Navigating Common Denial Triggers
Denials tied to orthopedic billing global periods almost always come from a handful of predictable documentation mistakes.
The most frequent triggers we see are:
- Mismatched Diagnosis Codes: The E/M service is for an ankle sprain, but the claim is linked to the knee surgery diagnosis. This is an instant denial.
- Missing or Incorrect Modifiers: The note supports a separate service, but the billing team fails to append Modifier 24, 79, 78, or 58, triggering an automatic rejection.
- Insufficient Medical Necessity: The note is too vague. "Patient complains of pain" isn't enough. The documentation must detail the onset, location, and severity of the new problem to prove medical necessity.
Avoiding these traps requires a coordinated effort between clinical staff and your billing team. You can learn more about how to overturn these kinds of rejections in our detailed article on medical billing denial management.
Payer-Specific Policies and Internal Audits
While CMS sets the ground rules, commercial payers like Aetna or Cigna often have unique policies. It is critical to review and understand the global period policies of your top five commercial payers. One of the most effective ways to manage this is by running routine internal audits, reviewing a sample of claims billed with global period modifiers to check that documentation supports the code and followed the specific payer’s rules. For practices looking to master these complex rules, specialized support from an orthopedic billing partner can make all the difference.
What if a patient's complication is treated non-surgically in the office?
According to CMS guidelines, minor complications handled in the office during a follow-up visit are generally considered part of the global surgical package and are not separately billable. For example, aspirating a simple seroma or managing a minor wound dehiscence during a scheduled post-op check for a knee replacement (CPT 27447) would be bundled. However, if the service requires significant additional resources beyond a typical E/M service, some payers may allow billing for supplies (e.g., a splint with HCPCS code) or a separate procedure if documentation proves it was distinct and substantial.
Can we bill for a new patient visit if they are in another provider's global period?
Yes. The global period is tied to the original surgeon and their practice (physicians billing under the same Tax ID). If a patient who had surgery with an unaffiliated provider comes to your office for a second opinion or a new, unrelated problem, their global period with the other surgeon does not apply to you. Your E/M service is fully billable as a new patient or consultation visit, provided your documentation clearly establishes the circumstances of the encounter.

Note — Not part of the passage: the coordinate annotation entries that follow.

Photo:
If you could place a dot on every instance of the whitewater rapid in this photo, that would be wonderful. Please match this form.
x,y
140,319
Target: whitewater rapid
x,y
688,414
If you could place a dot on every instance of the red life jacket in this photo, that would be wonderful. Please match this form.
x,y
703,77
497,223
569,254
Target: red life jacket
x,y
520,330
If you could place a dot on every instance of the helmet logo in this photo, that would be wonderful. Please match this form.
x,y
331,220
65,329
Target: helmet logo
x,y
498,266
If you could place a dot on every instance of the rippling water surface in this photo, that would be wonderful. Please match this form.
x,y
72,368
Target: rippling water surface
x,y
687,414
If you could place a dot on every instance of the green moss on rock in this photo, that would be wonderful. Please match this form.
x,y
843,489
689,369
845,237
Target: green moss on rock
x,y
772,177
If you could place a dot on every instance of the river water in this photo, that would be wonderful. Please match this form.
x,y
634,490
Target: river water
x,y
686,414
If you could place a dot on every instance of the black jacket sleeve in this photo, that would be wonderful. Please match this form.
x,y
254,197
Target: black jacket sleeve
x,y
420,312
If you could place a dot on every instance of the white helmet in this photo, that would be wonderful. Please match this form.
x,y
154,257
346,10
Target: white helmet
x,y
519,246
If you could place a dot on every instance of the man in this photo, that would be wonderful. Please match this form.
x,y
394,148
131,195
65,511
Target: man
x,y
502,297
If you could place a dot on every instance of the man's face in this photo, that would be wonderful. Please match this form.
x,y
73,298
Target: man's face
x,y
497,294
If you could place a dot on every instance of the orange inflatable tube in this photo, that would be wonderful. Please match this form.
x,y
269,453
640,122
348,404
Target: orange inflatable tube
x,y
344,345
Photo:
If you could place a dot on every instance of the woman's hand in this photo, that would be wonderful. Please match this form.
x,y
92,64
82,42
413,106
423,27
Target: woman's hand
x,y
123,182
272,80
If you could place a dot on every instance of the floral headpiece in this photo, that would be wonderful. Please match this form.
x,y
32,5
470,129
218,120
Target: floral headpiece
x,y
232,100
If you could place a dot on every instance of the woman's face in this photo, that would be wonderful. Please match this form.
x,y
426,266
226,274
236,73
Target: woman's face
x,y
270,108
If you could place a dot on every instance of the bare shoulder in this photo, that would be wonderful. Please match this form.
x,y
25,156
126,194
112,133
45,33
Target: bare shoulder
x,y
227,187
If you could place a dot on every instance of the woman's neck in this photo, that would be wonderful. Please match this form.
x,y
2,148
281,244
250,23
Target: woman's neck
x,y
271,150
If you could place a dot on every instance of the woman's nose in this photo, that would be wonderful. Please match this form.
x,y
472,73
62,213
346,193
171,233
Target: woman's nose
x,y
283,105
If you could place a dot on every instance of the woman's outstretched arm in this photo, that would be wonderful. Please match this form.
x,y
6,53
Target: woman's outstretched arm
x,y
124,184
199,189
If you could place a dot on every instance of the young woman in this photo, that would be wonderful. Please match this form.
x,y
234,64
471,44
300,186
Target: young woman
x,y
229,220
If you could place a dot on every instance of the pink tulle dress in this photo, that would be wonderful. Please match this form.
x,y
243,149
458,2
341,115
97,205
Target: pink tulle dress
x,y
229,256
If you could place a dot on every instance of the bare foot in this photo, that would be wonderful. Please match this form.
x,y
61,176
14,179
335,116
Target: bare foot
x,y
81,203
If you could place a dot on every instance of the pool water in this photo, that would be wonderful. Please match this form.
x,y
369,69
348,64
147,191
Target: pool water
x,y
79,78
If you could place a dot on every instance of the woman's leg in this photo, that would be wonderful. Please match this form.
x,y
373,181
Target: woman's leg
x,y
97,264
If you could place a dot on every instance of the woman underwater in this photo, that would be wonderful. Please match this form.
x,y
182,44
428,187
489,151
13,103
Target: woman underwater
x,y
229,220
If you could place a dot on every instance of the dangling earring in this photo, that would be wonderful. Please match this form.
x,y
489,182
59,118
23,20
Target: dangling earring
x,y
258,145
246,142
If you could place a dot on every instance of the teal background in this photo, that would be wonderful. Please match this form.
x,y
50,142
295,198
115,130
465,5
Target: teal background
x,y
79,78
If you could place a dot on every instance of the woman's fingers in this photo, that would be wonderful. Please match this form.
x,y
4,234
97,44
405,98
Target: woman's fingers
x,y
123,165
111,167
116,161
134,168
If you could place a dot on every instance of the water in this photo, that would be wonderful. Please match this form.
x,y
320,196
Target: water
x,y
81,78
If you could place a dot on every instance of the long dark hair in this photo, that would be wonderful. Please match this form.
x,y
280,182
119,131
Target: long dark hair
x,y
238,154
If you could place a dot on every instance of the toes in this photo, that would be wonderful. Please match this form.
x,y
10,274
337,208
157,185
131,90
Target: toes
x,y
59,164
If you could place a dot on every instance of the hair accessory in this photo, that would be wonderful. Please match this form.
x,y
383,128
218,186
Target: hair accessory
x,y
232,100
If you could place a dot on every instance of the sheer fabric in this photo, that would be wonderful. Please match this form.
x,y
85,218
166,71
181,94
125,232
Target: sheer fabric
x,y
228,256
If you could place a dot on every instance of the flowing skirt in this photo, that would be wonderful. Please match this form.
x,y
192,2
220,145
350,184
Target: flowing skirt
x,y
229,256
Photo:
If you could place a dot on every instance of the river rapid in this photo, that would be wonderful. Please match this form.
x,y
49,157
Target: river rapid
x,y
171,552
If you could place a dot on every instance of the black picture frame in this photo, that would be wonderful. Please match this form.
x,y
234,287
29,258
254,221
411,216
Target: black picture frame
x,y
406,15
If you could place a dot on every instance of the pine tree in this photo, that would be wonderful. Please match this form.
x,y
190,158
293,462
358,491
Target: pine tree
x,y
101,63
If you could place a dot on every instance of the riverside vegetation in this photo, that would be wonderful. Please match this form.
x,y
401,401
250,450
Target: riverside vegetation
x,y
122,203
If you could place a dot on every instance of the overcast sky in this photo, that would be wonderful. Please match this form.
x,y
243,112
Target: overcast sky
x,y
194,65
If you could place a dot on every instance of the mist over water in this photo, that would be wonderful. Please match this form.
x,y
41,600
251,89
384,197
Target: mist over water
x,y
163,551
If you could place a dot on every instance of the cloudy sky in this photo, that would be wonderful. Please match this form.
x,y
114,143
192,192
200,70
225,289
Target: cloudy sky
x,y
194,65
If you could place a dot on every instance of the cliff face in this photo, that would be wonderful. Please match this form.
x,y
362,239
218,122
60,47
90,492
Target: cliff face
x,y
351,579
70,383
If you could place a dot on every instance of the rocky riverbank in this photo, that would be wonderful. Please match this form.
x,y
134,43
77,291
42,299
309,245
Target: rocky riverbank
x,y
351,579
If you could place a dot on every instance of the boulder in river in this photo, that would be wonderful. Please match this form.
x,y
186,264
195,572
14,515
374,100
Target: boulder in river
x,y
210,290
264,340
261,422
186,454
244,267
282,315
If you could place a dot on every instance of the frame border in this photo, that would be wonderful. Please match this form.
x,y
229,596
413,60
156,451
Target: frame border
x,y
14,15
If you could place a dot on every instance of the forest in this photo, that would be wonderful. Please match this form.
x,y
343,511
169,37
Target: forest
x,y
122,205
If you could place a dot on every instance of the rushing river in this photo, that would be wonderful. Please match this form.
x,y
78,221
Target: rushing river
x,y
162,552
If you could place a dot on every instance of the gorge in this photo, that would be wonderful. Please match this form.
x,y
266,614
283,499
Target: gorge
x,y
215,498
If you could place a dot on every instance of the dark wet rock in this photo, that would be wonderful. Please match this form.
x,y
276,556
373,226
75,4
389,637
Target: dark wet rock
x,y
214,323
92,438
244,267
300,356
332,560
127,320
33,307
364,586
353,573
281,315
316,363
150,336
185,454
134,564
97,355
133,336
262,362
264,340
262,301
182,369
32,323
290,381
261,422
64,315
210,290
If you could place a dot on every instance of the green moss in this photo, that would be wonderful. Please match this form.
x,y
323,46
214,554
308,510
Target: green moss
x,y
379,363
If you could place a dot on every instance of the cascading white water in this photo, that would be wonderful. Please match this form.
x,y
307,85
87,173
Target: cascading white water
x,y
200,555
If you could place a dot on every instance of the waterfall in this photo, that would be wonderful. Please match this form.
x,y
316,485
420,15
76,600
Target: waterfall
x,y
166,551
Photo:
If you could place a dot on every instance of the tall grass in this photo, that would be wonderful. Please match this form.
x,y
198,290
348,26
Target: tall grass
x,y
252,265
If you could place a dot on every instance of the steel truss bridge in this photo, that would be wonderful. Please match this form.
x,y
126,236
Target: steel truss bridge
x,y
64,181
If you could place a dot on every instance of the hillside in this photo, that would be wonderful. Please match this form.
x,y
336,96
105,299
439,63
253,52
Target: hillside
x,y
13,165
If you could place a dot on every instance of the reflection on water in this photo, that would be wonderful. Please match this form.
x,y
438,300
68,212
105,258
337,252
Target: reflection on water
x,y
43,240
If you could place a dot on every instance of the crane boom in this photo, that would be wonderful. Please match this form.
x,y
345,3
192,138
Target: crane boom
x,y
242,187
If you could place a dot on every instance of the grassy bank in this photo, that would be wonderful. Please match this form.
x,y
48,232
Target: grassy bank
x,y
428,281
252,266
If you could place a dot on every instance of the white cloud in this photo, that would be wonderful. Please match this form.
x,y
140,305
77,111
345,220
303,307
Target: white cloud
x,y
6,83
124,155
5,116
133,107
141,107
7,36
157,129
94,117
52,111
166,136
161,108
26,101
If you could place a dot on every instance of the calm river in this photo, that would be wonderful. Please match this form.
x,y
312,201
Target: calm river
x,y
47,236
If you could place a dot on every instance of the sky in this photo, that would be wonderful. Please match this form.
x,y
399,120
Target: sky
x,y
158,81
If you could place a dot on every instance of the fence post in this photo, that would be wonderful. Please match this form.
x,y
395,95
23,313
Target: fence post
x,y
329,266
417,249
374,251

Does using Modifier 58 reset the global period?
Yes, using Modifier 58 on a claim for a staged or more extensive procedure performed during the post-operative period of an initial surgery starts a new global period for the second procedure. For example, if a patient undergoes a planned second-stage ACL reconstruction (CPT 27427) within 90 days of the first stage, billing the second CPT code with Modifier 58 initiates a new 90-day global period for that reconstruction, ensuring reimbursement for the full scope of follow-up care.